One thing I see a lot of surfers do when learning is they get to a point where they can catch waves all day long and ride them down the line and not fall much but in a really boring straight manner way out on the shoulder. And I will hear them say "I can surf now". While technically, I guess, that is surfing, it is really just the very early stage of riding a wave.

One thing that you could work on is surfing in the pocket of the wave, which means that the breaking part of the wave is right behind you or sometimes on your back foot and tail of board. The beginners that I mentioned will always be way out on the "green" part of the wave, well out of harm's way of the breaking part. What you will find when you start riding in the pocket is that there is a lot more power and steepness to work with there compared to 10' out in front of it. You will be closer to disaster surfing in the pocket and you will eat shit more often but eventually you will become comfortable and excited about flirting with it and harnessing its power instead of just running away from it.

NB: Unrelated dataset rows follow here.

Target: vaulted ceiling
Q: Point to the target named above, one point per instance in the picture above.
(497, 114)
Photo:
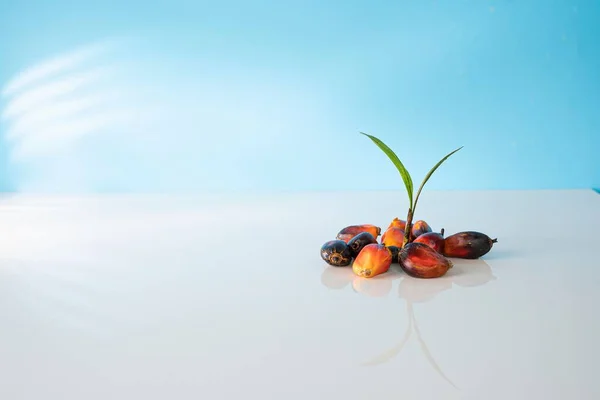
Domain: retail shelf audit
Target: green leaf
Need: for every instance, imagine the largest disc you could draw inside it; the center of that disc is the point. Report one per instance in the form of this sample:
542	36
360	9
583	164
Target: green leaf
403	172
432	171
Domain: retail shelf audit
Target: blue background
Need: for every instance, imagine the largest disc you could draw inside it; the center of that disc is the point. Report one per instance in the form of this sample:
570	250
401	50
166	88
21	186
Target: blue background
271	95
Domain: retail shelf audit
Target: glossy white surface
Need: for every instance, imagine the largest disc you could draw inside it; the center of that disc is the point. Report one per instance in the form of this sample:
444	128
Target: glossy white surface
158	297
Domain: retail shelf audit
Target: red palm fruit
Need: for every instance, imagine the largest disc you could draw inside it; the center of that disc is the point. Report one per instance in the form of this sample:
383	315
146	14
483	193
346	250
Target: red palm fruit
393	237
359	241
398	223
468	244
421	261
373	259
419	228
432	239
395	253
350	231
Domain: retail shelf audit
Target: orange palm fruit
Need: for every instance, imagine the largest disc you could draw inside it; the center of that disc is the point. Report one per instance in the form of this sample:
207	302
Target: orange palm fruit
421	261
398	223
350	231
373	259
419	228
393	237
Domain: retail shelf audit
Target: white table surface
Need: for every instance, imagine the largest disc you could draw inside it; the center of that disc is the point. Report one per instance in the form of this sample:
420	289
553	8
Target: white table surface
196	297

A good way to place yourself in the pocket is to think about taking off straight towards the beach(on a beachbreak) instead of what a lot of people do which is at a 45 degree angle heading towards the green face. So, take off straight down the face, letting the wave break behind you and when you have dropped all the way to the flat part of the wave, do your bottom turn and carve back up into the pocket. If executed properly, you will find your self back at the top of the wave and then get to drop in and do it all over again. Another way is to take off with slight angle, like you probably already do, and once you have caught the wave then put on the brakes by leaning on your back foot and slowing down so that the pocket catches up with you. Your paddle can be used here as well to help slow you down. I find the first scenario much more exciting.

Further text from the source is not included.